Correction to: Bone Research https://doi.org/10.1038/s41413-019-0072-9, published online 21 October 2019

During a re-read of our article1 previously published in Bone Research, we regrettably found a mistake in the methods section relating to the concentration of recombinant human bone morphogenetic protein-2 (rhBMP-2) used to prepare the humanized tissue-engineered bone construct (hTEBC) for in vivo implantation. We used rhBMP-2 at a concentration of 1.5 μg·μL−1, rather than the originally stated rhBMP-2 concentration of 1.5 μg·mL−1. Although this correction does not affect the results or conclusions of the above paper, the authors agree to rectify this mistake by providing the correct methods paragraph below. We apologize for any inconvenience caused.

Methods

In vivo treatment study

The animal study was approved by the University of Queensland Animal Ethics Committee (QUT/591/16) and conducted in accordance with the Australian Code of Practice for the Care and Use of Animals for Scientific Purposes. Male NSG mice over 6 weeks of age were obtained from the internal breeding colony at TRI (led by A/Prof Pamela Pollock; TRI/376/12/WESLEY/CCQ/BREED).
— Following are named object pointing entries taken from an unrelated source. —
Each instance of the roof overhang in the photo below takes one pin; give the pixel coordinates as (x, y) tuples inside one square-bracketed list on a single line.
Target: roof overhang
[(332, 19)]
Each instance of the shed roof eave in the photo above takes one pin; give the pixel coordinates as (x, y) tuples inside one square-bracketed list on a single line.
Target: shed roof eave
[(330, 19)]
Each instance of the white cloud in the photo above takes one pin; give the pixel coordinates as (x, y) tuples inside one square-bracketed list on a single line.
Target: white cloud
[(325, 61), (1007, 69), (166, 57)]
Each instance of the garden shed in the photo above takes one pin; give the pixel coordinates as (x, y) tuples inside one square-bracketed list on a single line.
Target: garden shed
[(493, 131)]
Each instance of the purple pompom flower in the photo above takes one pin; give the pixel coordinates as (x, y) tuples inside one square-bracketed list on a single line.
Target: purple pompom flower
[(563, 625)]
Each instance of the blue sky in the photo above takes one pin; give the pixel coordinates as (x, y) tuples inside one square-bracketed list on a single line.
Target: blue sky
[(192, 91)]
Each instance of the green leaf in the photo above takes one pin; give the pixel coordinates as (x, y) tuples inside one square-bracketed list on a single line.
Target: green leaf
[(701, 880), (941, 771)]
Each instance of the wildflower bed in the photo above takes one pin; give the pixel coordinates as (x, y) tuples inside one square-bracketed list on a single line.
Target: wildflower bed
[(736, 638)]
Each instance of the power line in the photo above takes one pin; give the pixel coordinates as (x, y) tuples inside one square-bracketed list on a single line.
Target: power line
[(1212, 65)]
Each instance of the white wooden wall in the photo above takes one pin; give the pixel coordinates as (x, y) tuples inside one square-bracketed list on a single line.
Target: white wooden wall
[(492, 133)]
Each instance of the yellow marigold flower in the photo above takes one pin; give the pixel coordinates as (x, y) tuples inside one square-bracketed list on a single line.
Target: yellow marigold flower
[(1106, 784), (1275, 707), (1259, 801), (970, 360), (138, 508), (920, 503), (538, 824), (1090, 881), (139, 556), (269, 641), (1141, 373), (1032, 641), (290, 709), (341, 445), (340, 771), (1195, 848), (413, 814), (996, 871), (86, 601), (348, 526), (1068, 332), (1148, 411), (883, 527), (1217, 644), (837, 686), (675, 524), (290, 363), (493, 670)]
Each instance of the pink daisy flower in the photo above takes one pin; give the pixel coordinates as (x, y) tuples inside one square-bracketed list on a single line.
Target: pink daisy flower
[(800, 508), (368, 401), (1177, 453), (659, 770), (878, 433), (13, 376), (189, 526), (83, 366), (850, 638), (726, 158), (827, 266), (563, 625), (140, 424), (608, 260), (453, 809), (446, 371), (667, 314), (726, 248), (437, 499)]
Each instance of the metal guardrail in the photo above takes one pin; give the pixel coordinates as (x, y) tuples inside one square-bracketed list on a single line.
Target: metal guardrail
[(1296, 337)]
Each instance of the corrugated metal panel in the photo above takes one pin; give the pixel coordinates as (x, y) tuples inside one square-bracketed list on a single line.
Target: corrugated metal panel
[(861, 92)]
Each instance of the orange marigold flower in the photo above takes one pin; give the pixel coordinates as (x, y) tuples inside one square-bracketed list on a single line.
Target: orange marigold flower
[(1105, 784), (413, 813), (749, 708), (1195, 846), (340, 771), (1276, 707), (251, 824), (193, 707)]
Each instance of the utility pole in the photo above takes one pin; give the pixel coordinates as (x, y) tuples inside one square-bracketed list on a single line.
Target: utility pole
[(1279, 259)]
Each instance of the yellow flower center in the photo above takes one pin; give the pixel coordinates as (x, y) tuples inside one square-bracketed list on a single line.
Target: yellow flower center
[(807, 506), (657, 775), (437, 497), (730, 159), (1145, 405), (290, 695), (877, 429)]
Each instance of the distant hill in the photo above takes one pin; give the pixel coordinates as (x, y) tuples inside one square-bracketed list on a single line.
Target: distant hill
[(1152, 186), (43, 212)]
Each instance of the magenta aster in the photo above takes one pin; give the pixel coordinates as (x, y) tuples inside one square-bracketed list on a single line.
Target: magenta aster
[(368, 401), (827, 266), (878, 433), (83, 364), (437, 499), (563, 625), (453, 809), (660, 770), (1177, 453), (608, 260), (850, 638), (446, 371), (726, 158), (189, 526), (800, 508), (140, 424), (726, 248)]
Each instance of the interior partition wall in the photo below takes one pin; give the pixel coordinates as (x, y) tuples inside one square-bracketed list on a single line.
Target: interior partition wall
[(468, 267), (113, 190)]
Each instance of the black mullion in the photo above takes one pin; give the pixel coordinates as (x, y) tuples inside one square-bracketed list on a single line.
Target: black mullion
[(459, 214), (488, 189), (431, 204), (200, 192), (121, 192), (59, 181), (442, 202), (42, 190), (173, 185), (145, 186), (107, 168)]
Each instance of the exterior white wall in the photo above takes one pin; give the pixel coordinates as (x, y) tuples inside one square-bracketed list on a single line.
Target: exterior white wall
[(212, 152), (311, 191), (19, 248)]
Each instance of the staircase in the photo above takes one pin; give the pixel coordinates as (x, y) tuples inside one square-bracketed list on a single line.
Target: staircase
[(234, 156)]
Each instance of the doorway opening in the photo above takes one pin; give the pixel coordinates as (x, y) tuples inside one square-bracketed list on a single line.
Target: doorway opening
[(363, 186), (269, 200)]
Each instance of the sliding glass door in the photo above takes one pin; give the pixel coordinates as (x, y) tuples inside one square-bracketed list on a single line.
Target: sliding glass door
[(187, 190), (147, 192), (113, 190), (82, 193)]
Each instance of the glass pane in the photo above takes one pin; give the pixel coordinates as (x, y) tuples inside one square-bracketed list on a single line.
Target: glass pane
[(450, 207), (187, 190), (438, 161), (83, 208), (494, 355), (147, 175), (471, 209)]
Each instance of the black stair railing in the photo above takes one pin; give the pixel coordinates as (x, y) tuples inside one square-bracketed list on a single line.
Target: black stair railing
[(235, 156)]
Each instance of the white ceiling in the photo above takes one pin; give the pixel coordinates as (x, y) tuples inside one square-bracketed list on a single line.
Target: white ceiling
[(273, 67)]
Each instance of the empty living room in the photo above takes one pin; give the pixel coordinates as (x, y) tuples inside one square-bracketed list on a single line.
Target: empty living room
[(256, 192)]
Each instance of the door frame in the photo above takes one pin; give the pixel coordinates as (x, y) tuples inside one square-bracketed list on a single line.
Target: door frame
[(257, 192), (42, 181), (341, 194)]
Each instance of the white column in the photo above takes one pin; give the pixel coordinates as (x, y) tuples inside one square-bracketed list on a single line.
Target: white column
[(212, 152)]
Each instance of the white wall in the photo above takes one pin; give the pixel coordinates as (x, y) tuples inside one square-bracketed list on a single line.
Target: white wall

The animals were held under specific pathogen-free, temperature-controlled conditions and supplied with sterilized food and water at the Biological Resources facility at the Translational Research Institute (Brisbane, Australia). To subcutaneously (s.c.) implant the hTEBCs, two incisions were made longitudinally on the back of the animal and subcutaneous pockets in the required size were developed with blunt-ended scissors. The GelMA scaffolds were placed inside the human osteoblast scaffolds, the interspace was filled with 20 μL fibrin glue (TISSEEL Fibrin Sealant, Baxter Healthcare International) and 15 μL rhBMP-2 (1.5 μg·μL−1, Medtronic, Minneapolis, USA), hTEBCs were implanted and wounds were closed. After 12 weeks of in vivo bone tissue formation, all mice were intracardially injected with 1 × 106 PC3-Luc cells (PC3 cells transduced with a lentivirus to express luciferase). The injection into the left ventricle was monitored with a VevoLAZR ultrasound system (FUJIFILM VisualSonics, Canada). Withdrawal of blood after the injection indicated successful delivery of the PCa cells into the blood stream. Distribution and metastatic outgrowth of the inoculated human PCa cells were monitored weekly via bioluminescence imaging (BLI). During week 13 to 18, animals received an intraperitoneal injection of 100 μg·kg−1 Zoledronic acid (ZA; BioVision Inc., USA) or PBS or subcutaneous injection of 5 mg·kg−1 Denosumab (Xgeva; Amgen, USA) twice weekly. After 6 weeks of treatment, mice were euthanized by CO2 asphyxiation. The hTEBCs, mouse bones and organs were explanted and ex vivo BLI imaging was performed. Samples were fixed in 4% PFA for 24 h at 4 °C and transferred into 80% ethanol for subsequent analysis.